The image Info end point is one of the most popular end points in the PHP API. During a brief period with metric collection a few months ago, we saw around 1100 requests per second for this entry point. While the information returned by it is fairly static and cacheable, there is currently no support for caching. With a Varnish-cacheable imageinfo end point in the REST API, we should be able to significantly lower response latencies for imageinfo requests, while also lowering the load on the PHP API cluster, as well as its storage backends.
The basic requirements for a cacheable end point are:
- deterministic URLs to enable active (Varnish) purging, and
- less or no parametrization about the information contained in the response, to reduce cache fragmentation.
There might be others, and we are soliciting input from the main consumers of the imageinfo end point to discover these.
One major consumer is Parsoid. As Parsoid has fast local-DC connectivity, minor bandwidth savings are probably not critical. As a result, returning more information than strictly required might be okay.

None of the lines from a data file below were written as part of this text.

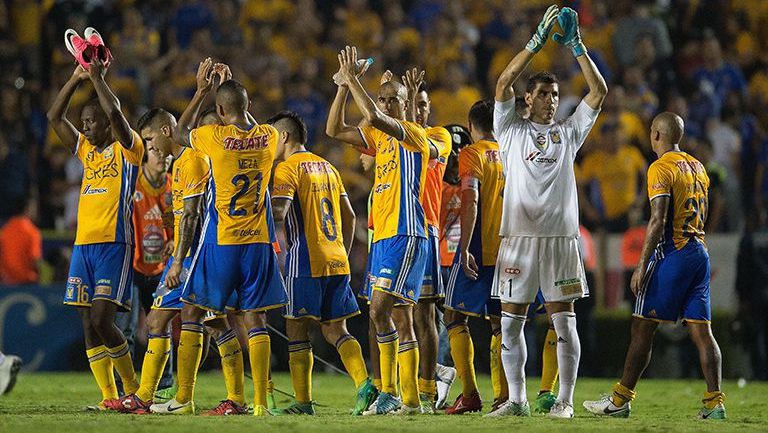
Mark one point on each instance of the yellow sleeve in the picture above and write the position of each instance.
(414, 137)
(660, 180)
(201, 138)
(285, 181)
(135, 153)
(196, 175)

Properties to include vs. response size
A request for all properties results in about 13k of uncompressed JSON. The main bulky properties are:
- extmetadata, especially the Credit and Permission sub-fields. This metadata is HTML formatted, which greatly increases its size.

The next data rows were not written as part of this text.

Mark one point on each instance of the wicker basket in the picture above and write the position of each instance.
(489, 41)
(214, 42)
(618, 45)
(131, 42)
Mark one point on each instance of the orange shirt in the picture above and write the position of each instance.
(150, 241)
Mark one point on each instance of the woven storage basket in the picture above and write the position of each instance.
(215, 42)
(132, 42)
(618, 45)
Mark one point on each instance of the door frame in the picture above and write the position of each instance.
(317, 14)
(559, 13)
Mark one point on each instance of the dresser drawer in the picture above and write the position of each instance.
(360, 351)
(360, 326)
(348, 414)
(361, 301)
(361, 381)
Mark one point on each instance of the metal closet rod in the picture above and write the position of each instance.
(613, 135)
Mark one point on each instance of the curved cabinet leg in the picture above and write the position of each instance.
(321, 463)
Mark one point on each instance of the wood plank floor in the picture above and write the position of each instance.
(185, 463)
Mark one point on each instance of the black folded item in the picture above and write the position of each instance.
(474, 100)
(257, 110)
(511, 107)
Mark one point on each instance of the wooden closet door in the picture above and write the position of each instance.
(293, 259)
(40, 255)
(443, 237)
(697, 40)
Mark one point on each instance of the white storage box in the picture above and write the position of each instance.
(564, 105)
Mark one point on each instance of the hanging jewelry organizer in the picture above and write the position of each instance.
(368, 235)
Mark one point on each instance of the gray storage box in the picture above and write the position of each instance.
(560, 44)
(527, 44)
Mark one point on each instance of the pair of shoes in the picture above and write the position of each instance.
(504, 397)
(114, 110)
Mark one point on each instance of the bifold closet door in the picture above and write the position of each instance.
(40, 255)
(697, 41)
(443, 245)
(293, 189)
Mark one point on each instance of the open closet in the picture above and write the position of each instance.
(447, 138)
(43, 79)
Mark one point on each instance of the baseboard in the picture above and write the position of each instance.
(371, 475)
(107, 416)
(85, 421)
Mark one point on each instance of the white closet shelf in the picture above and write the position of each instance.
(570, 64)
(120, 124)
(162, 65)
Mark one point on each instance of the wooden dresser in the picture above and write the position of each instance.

- html, the HTML returned by the uploadwarning property. This is documented as internal-only in any case, so should be excluded.

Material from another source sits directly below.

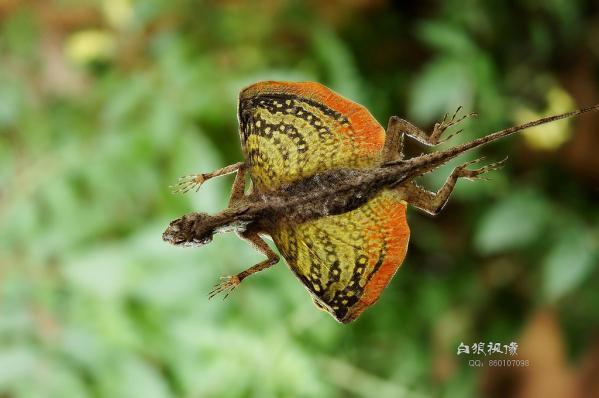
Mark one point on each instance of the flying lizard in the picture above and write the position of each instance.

With these two properties removed, the response shrinks to a very reasonable 1.6kb before compression. To make a decision on extmetadata, we should look into how this is currently used by consumers. Depending on the actual use cases it might be desirable to either expose this HTML-formatted metadata in a separate API end point, or include it as structured data without formatting.
Cache invalidation
The caches need to be invalidated on
- file upload / deletion / rename
- any changes to the file description page
We cover much of this in the RESTBase extension, but going forward we should make sure that the events defined in T116247 will support this use case really well.